As President Obama completed his first 100 days in office, analysts are reviewing his performance.  Efforts to achieve a nuclear-free world, particularly after his Palm Sunday speech in Prague, have drawn praise internationally.  As Ploughshares Fund President Joe Cirincione commented for The Atlantic, “In London and Prague, Obama began the transformation of U.S. nuclear weapons policy. Now, the challenge is to implement this vision.”

Already, though, President Obama is taking steps demonstrating his commitment to the issue.  In a review of his term thus far, the Ploughshares-funded Council for a Livable World highlighted President Obama’s steps to: negotiate a new treaty with Russia reducing nuclear warheads and stockpiles; pursue ratification of the Comprehensive Test Ban Treaty (CTBT); strengthen the Nuclear Nonproliferation Treaty (NPT) – including international inspections; end production of fissile materials for nuclear weapons and secure existing materials within four years; and host a Global Summit on Nuclear Security within the next year. 

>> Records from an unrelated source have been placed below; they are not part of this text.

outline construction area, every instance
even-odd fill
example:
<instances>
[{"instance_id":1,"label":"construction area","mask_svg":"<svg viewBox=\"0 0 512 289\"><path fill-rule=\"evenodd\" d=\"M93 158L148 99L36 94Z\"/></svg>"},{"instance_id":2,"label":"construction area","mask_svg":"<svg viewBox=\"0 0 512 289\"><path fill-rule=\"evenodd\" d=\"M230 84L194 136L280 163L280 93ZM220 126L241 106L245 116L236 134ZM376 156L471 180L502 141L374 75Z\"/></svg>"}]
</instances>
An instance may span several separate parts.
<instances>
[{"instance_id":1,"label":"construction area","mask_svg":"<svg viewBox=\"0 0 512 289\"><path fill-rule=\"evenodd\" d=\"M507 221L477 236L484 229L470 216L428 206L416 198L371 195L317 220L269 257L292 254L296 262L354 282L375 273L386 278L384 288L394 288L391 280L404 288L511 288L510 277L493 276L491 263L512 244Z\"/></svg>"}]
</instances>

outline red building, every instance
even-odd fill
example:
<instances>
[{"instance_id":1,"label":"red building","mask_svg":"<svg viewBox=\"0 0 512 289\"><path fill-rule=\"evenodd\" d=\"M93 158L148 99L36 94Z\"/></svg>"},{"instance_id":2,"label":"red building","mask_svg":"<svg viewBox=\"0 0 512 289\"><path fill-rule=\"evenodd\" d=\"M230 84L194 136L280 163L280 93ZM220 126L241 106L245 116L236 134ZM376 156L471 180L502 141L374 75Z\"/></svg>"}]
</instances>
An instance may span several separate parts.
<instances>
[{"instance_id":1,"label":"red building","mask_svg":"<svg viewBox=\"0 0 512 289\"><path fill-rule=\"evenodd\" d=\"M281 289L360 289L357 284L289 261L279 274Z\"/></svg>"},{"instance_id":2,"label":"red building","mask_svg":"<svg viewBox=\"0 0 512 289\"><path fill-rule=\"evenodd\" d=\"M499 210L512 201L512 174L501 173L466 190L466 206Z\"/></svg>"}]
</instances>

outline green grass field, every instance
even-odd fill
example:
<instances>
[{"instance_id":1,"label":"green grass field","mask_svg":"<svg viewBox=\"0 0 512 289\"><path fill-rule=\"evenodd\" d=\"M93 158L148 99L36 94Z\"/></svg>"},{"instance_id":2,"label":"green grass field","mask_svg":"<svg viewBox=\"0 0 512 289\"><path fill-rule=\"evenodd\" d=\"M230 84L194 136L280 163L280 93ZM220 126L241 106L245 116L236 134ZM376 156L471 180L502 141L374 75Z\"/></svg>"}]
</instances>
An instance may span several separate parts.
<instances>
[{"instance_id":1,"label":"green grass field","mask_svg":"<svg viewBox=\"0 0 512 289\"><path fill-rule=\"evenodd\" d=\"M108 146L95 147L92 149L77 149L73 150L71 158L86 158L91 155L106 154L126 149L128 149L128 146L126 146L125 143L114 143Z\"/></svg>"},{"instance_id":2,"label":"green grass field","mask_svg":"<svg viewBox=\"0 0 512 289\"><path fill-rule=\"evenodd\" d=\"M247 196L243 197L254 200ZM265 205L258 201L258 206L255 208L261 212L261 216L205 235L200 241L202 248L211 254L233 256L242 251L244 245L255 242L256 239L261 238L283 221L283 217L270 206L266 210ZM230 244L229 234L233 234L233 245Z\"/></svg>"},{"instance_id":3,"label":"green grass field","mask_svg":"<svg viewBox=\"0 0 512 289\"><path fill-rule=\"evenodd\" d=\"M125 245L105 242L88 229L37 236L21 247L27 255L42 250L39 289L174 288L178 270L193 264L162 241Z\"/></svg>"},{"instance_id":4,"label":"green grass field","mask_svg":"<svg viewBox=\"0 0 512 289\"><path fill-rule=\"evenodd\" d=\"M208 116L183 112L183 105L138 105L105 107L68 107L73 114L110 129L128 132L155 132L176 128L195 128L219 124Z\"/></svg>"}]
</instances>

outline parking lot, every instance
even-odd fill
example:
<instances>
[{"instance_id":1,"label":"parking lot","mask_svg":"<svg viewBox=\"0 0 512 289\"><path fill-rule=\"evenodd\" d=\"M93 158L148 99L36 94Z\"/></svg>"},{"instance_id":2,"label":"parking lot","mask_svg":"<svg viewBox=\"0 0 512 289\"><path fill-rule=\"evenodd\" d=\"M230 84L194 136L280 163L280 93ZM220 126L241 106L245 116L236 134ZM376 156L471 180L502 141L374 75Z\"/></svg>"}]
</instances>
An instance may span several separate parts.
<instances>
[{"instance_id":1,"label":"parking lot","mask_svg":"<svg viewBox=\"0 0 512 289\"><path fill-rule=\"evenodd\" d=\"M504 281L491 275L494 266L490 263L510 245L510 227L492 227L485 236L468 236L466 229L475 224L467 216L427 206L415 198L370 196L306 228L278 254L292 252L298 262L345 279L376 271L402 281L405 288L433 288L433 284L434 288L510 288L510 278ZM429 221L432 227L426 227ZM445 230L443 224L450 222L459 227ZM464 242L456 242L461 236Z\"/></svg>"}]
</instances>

A recent Washington Post poll reports that 67 percent of Americans approve of the President’s handling of international affairs.  The rest of the world apparently agrees: the Council for a Livable World writes, “As seen in his recent travels to Europe and Latin American, the international community appreciates a President who listens and discusses rather than lectures and threatens.”

Grantee Gordon Adams praises President Obama in the Bulletin for the Atomic Scientists for foreign policy and assistance plans, as well as efforts to discipline the defense budgeting process.  In other areas, however, Adams says “the most appropriate grade [for President Obama] at the moment is probably an incomplete.”  He cautions that although the administration has been bombarded with pressing issues since Inauguration Day, they must put in place “the budgets, structures, and processes that will allow them to escape the siren song of improvisation and begin to set a course toward longer-term strategic planning for foreign policy and national security.”

As Adams acknowledges, “Clearly, 100 days aren't enough to answer every question or quell every doubt.”  But if President Obama has managed to do so much in just a short time, we can be hopeful about the remaining 1,000 days.